Western Green Drakes - (Drunella species) - Nymphs

There is some difference in the  dodsi and grandis species of the Western Green Drak
nymphs but not enough to make any difference in the way they are imitated or the fly
you use to imitate them. The only real notable difference is that the
doddsi nymphs
prefer colder faster moving water. The
grandis species is usually found in slower
moving water. Both can and usually do exist in the same streams.  
These nymphs are crawlers that are rather stocky. They cannot swim well at all. They
have three very short tails and are usually a brown or blackish brown color. Some of
them have yellow tints to them but this depends on the particular stream.
doddsi nymphs will move from their fast water habitat to slower moving water before
emerging to hatch. This may only be a few feet depending on the particular stream. The
grandis species usually hatch in the moderate water that they live in.

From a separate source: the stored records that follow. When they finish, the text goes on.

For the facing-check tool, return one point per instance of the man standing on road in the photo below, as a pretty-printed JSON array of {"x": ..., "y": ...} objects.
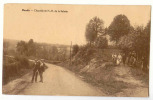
[
  {"x": 35, "y": 71},
  {"x": 41, "y": 70}
]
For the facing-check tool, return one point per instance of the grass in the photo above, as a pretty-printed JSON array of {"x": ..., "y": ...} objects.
[{"x": 15, "y": 67}]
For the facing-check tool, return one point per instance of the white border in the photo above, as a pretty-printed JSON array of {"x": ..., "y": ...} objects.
[{"x": 91, "y": 2}]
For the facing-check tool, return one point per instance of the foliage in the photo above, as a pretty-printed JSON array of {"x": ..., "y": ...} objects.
[
  {"x": 75, "y": 50},
  {"x": 119, "y": 27},
  {"x": 101, "y": 42},
  {"x": 93, "y": 28}
]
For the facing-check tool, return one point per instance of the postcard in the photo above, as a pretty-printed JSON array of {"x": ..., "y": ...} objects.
[{"x": 76, "y": 50}]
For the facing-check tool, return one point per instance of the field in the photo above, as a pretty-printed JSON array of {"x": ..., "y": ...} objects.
[{"x": 15, "y": 67}]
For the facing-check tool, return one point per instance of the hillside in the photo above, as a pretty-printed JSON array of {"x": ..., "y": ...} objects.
[{"x": 96, "y": 67}]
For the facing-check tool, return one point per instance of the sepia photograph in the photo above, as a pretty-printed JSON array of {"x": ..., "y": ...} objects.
[{"x": 76, "y": 50}]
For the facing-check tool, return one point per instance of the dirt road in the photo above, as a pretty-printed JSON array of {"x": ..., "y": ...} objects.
[{"x": 57, "y": 81}]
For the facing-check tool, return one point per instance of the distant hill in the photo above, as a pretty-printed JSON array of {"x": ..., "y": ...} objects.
[{"x": 12, "y": 44}]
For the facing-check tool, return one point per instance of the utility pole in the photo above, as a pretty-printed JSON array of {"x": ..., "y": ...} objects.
[{"x": 70, "y": 54}]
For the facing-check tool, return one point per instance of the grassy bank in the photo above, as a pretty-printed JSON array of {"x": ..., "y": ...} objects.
[
  {"x": 96, "y": 67},
  {"x": 15, "y": 67}
]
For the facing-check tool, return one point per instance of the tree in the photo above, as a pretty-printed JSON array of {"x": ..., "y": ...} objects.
[
  {"x": 93, "y": 28},
  {"x": 119, "y": 27},
  {"x": 31, "y": 48},
  {"x": 22, "y": 47},
  {"x": 75, "y": 50},
  {"x": 101, "y": 42}
]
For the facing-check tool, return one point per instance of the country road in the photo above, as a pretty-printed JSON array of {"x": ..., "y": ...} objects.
[{"x": 57, "y": 81}]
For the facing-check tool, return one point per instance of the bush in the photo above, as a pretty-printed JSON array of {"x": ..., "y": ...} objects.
[{"x": 23, "y": 61}]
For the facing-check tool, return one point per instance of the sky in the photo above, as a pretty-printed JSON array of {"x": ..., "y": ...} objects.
[{"x": 63, "y": 27}]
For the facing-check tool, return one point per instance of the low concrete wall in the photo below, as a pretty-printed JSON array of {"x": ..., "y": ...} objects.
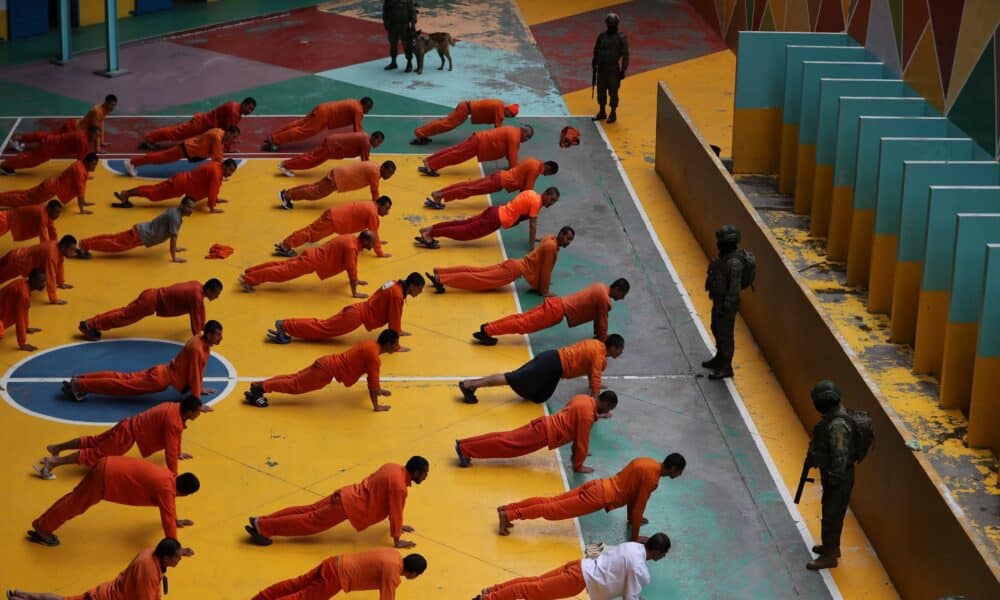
[{"x": 898, "y": 498}]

You may want to try imitating the stocky nymphs a few days prior to a hatch. You will
need to consult our hatch charts to determine when the Green Drakes should hatch for
a particular stream. It varies greatly in the park depending on the location.
Imitating the nymphs in the faster streams with pocket water is best done on the swing.

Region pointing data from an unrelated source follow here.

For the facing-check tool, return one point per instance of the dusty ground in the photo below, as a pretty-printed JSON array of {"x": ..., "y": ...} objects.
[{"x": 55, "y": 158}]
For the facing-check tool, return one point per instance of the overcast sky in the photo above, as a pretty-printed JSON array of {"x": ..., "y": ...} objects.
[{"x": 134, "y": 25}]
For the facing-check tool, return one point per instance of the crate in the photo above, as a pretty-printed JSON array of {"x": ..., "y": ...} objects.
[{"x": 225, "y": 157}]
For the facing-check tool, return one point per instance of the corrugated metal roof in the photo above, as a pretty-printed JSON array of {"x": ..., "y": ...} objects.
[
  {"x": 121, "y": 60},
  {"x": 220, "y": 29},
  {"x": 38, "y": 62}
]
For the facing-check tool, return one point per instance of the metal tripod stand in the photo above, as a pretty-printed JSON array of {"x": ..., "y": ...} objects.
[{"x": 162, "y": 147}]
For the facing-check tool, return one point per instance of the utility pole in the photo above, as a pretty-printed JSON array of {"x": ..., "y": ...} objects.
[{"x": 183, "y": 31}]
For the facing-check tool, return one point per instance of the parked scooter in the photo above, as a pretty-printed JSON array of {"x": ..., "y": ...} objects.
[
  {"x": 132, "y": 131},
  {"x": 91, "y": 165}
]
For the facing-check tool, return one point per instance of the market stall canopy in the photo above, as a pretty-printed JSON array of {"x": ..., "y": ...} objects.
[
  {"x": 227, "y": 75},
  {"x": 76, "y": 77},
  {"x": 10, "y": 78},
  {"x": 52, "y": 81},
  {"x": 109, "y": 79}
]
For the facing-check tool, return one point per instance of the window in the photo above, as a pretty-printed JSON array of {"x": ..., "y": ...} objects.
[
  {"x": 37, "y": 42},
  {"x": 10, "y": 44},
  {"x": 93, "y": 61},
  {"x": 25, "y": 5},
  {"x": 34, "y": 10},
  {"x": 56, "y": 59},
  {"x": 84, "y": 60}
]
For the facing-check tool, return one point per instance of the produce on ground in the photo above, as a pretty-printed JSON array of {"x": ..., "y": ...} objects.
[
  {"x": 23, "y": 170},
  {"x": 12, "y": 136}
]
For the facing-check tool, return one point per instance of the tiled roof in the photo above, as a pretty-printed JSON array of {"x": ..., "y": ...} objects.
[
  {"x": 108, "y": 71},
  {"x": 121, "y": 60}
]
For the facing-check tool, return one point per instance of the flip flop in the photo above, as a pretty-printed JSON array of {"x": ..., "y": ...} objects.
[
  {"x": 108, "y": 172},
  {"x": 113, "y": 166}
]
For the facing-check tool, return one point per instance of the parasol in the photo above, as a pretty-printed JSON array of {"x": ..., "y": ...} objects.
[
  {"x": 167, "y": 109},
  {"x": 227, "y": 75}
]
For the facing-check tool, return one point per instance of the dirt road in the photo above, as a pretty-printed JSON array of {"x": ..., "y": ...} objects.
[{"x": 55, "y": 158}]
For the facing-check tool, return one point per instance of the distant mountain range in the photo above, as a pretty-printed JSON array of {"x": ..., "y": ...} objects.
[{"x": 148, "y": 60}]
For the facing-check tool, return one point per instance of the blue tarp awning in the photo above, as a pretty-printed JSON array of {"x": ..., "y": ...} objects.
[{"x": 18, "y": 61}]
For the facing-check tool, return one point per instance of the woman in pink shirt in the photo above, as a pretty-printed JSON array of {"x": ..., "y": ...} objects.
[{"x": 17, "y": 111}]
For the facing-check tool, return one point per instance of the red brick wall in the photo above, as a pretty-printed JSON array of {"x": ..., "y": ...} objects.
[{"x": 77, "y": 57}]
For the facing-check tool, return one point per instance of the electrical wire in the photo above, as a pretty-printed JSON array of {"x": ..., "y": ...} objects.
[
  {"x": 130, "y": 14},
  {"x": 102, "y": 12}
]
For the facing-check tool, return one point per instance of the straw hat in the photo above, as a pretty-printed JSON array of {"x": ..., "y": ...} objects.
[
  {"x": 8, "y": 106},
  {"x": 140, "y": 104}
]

You can rig the imitation to drift just above the bottom using a strike indicator but it is
best to watch your line and leader for a take. If you make very short up and across cast
and hold your rod high on the swing, you can feel the trout take the fly. I call this the
"high stickin" method. You must be in fast water and approach the runs and riffles
carefully to avoid spooking the trout when you are fishing that short of a line.
In smoother water, you may want to make longer (20 to 25 feet) up and across
presentations and follow the drift to the down and across position. Sometimes a strike
indicator is useful in this situation. With or without the indicator, you should focus on
keeping the fly near the bottom. Remember the non-toxic rule and avoid using lead.